It's not like modern system (even my little budget system) needs the extra horsepowa.



No ROM battery
I suppose it will depend on your system.

Assuming Windows 7, you will want to do this if, for instance, you are running with 3 GB of RAM or less and want to do any sort of gaming without being thrown back to the desktop because Aero starts complaining.

On my case, with 4Gb I do it because running
- MS SQL Server 2008,
- Visual Studio 2010
- A WAMP stack (apache+mysql+php+ruby) serving a local bug tracking service I make avalaible to the outside through Dynamic DNS
- Browser with any number of tabs (including always-on documentation)
- And any number of side applications that may be required

... all those simply require of me to be more judicious about my memory and CPU usage. Increasing memory is always an option, although that would move me into 64 bit Windows. But unless I took care of business with something like 8 GB, I'd still probably be optimizing my windows services.

Oh, and some of us are just control freaks too...


Techgage Staff
Staff member
I suppose it will depend on your system.

That's an extremely good point to make.

I used to be extremely interested in tweaking Windows since Win 98se (which required it just to even work half the time) to Vista. Seven is the first version of Windows I just didn't see enough results from to bother mucking around under the hood with, as far as services are concerned.

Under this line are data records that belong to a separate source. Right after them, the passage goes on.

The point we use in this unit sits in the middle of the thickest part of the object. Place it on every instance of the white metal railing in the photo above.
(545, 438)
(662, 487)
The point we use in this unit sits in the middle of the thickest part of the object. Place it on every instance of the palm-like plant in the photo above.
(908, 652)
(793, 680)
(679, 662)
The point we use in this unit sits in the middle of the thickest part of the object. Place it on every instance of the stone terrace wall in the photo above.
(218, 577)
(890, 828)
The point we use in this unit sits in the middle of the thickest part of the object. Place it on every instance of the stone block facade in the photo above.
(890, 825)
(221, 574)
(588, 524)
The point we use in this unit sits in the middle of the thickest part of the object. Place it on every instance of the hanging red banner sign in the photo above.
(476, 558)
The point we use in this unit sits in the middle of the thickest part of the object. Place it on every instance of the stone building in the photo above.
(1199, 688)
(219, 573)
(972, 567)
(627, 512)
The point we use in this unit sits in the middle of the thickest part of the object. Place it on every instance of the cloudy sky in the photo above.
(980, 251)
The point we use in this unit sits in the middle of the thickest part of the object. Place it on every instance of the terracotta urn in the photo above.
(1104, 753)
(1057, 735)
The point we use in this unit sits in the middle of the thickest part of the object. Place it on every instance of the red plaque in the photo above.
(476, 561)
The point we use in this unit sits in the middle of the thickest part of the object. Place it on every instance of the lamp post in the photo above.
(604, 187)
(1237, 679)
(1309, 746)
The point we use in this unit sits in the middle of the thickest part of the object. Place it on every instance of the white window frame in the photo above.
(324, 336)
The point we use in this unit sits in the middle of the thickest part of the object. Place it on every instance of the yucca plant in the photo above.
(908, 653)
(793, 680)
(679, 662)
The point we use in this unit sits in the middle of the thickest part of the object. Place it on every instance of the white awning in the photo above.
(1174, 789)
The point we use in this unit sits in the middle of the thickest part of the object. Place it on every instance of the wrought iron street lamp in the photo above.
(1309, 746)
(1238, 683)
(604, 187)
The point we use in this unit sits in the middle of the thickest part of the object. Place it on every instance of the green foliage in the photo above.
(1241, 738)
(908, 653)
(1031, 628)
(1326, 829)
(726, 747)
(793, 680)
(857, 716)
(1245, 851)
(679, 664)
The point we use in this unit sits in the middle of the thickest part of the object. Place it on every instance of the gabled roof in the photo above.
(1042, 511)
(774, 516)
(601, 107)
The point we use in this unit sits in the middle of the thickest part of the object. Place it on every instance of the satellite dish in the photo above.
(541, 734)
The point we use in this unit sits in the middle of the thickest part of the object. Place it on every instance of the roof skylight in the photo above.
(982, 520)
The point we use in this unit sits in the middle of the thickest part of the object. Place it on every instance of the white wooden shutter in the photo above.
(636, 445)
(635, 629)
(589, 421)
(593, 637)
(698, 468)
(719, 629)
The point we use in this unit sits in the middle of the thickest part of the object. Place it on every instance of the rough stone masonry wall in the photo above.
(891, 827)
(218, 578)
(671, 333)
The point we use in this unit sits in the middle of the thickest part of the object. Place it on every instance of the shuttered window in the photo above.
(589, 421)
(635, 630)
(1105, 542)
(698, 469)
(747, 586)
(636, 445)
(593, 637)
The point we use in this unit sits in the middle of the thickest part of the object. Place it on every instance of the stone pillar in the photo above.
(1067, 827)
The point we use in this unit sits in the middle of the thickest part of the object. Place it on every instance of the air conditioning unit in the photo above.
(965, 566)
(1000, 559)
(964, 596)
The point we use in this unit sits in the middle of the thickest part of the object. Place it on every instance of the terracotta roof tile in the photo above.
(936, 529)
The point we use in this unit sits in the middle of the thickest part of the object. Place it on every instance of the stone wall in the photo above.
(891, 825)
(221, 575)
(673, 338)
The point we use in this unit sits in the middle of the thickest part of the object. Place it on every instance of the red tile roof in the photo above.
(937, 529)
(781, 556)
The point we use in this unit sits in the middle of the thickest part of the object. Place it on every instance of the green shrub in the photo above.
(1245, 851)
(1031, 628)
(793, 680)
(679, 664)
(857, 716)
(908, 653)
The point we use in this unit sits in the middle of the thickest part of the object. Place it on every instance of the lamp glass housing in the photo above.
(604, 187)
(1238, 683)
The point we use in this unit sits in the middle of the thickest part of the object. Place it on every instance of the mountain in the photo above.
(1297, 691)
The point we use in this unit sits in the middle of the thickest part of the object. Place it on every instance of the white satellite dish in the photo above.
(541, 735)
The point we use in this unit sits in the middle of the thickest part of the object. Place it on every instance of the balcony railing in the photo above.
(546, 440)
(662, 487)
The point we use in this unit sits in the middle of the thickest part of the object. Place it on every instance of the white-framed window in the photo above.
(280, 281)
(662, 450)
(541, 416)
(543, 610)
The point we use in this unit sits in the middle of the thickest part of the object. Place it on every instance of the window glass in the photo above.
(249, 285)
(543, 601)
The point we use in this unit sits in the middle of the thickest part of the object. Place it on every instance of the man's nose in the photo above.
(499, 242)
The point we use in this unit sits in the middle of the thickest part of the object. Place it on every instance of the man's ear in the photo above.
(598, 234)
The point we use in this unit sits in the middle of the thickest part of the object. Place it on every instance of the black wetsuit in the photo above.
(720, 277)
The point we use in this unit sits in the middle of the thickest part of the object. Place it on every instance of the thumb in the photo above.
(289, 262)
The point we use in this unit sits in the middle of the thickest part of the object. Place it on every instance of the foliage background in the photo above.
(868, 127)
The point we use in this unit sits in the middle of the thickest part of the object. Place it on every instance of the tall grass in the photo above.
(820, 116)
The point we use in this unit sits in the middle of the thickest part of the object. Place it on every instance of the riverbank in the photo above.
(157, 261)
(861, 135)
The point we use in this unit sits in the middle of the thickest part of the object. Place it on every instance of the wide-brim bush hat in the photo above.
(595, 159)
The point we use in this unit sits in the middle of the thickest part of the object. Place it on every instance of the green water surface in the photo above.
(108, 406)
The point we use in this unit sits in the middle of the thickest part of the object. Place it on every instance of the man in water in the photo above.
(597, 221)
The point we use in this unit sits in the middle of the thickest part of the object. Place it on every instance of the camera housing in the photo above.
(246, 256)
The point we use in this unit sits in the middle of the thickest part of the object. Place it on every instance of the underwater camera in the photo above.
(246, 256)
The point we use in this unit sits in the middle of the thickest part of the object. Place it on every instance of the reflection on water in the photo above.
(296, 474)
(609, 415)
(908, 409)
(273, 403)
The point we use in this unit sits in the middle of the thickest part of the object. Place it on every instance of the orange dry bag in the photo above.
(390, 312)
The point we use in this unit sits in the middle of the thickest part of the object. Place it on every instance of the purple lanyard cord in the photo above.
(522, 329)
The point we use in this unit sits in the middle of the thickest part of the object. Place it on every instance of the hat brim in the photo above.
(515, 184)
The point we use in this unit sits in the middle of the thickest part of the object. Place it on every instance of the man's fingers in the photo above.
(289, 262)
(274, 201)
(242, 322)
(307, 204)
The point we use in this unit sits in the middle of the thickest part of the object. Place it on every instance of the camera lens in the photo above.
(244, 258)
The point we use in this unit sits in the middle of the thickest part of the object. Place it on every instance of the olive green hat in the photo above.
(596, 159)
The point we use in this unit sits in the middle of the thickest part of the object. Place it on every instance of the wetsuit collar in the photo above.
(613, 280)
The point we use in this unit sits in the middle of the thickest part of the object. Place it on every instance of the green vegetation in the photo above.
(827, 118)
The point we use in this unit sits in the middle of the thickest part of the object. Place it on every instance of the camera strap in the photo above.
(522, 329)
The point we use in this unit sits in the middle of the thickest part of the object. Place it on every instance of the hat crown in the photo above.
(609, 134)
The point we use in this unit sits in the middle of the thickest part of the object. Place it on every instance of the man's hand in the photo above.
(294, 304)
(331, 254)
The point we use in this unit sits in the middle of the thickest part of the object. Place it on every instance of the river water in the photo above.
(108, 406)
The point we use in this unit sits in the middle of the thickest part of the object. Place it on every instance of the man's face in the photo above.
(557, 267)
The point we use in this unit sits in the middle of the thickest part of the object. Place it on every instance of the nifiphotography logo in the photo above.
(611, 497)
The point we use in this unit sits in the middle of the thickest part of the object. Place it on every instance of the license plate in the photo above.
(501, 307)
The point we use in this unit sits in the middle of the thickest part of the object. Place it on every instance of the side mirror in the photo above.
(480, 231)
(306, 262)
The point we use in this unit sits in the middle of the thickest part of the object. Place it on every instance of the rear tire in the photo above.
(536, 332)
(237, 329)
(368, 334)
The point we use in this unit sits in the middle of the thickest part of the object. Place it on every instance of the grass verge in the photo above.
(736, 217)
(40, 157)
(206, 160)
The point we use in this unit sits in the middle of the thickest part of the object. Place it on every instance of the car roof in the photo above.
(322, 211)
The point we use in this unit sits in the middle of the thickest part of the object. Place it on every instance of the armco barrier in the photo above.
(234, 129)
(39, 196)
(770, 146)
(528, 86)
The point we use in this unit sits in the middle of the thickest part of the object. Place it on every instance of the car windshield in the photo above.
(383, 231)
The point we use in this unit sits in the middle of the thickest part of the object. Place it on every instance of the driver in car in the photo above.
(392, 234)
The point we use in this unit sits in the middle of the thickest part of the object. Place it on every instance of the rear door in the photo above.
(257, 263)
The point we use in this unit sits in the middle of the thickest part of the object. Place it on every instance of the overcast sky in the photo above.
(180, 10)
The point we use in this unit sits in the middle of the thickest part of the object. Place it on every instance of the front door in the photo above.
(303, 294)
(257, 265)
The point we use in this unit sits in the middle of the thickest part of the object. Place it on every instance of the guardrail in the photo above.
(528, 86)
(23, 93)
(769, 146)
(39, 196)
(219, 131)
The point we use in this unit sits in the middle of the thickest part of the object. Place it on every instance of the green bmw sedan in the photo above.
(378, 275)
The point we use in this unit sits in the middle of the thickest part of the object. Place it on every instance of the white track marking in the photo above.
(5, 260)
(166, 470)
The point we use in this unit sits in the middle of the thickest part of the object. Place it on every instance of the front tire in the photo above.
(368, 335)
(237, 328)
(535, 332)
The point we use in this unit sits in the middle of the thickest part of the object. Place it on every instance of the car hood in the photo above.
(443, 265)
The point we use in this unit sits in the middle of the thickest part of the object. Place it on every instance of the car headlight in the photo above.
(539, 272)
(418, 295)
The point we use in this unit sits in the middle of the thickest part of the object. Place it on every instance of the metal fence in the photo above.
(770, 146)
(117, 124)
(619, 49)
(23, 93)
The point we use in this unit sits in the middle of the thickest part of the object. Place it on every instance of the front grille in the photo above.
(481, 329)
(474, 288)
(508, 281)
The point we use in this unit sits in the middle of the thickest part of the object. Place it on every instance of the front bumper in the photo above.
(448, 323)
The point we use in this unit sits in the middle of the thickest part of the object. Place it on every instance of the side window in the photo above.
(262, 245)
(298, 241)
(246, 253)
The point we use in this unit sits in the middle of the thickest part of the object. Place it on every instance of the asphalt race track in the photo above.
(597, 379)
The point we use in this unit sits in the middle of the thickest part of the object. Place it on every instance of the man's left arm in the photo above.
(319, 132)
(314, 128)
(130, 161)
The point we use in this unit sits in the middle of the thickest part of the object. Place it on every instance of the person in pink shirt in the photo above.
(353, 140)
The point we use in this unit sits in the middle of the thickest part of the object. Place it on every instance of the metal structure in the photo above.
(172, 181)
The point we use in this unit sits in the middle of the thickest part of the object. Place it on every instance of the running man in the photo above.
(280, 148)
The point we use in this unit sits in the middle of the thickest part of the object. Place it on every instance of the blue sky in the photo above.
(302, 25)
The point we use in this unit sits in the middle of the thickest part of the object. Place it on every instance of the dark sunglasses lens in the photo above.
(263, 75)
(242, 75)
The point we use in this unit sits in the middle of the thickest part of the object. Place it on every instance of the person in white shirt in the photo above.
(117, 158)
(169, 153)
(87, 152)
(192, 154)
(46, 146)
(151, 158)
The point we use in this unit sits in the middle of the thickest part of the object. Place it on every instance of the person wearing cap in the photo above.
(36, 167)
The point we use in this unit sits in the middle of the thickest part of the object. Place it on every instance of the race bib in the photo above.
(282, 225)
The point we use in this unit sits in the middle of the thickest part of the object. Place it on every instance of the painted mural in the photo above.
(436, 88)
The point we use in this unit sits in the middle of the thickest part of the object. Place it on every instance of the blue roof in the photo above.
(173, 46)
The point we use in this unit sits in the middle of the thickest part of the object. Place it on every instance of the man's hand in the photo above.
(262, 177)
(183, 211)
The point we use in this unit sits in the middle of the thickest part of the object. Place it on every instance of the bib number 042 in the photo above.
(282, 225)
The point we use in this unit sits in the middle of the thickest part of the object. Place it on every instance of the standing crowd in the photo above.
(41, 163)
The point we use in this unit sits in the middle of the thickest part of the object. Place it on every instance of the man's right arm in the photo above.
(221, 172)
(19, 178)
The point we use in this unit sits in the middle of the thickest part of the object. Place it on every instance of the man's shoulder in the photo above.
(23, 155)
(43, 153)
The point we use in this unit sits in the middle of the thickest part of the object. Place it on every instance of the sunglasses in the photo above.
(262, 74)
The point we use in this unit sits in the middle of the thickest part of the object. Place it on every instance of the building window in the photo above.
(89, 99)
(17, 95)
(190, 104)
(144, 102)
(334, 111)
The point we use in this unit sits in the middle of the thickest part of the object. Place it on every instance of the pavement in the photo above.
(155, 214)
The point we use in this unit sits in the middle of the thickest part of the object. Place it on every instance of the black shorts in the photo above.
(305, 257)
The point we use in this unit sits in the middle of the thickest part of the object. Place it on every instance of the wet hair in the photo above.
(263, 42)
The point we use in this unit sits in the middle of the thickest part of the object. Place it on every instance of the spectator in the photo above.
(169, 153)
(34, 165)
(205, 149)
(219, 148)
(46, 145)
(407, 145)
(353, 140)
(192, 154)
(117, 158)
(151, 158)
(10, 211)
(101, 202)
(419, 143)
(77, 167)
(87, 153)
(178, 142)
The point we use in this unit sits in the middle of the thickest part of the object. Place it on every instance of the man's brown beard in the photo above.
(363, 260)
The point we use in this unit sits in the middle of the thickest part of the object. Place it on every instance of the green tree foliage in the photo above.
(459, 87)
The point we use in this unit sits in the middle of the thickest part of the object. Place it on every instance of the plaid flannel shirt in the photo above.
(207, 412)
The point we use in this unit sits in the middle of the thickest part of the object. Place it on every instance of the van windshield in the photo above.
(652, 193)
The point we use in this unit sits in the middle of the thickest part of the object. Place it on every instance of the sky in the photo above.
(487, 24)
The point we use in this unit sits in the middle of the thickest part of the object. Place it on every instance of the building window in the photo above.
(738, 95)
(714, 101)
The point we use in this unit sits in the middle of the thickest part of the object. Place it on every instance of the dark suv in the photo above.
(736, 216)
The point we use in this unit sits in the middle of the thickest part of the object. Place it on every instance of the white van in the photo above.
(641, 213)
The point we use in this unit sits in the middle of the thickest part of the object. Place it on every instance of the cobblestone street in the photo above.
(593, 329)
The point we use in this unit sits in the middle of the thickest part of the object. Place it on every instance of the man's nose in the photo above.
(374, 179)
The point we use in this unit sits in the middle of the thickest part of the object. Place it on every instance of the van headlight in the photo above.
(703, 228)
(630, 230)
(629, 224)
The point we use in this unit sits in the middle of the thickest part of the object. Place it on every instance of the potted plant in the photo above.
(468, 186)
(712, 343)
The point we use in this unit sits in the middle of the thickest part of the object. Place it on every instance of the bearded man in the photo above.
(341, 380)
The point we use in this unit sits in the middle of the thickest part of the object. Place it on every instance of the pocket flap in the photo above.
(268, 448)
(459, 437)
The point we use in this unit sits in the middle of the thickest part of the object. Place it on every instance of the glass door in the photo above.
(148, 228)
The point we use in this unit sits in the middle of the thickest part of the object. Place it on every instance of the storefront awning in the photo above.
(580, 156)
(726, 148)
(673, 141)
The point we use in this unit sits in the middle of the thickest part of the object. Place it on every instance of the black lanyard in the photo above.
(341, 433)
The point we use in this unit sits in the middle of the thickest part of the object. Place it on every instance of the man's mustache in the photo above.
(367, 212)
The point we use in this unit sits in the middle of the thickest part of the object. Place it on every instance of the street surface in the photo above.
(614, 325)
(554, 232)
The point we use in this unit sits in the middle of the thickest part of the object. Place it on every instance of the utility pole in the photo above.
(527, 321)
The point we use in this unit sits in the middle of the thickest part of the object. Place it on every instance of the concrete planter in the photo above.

The hassle and risk of side-effects didn't warrant the results for a high-end system. Too many experiences with future updates or some new program expecting a service to be there and running into issues when it wasn't under Vista, with no real idea what the true cause was without some digging. But that website link is handy, as I still want to know what some of these services do if I ever need to kill or restart one.


Techgage Staff
Staff member
Step 1 ... go into Scheduled Tasks and disable all the spyware...

Okay, I did forget I disabled some of the anonymous usage reporting in there, I had forgotten entirely about that mess. There are so many tasks set to autorun it's a wonder any single user at MS even knows what their own OS is doing.

I wonder if my OS would enter lock down and give my piracy warnings if I disabled the OS validation task it runs every 3 months? :rolleyes:

Rob Williams

Staff member
A lot of the staff here use Black Viper's service listings and optimizations, it's very in-depth and well covered, though it won't cover all installs, it does cover basic installs. Worth the perusal...

This is one of the references I looked at when deciding which services to disable on our testing machines. I am running most of the services listed there under the tweak section as disabled on my home PC and haven't ever encountered a problem (though no other PC can now detect this one on the network).

marfig said:
Oh, and some of us are just control freaks too...

This might be an accurate description of me. I run Gentoo Linux for a reason... I build the OS, I am not provided a pre-configured one. It means I have programs and services running that I tell it to run, not vice versa. I like that sort of control, and I love the knowledge that my PC is running as good as it can be.

I will admit that SSDs have somewhat negated the true need to disable a whack of services, but there's nothing wrong with spending a few minutes on it either way.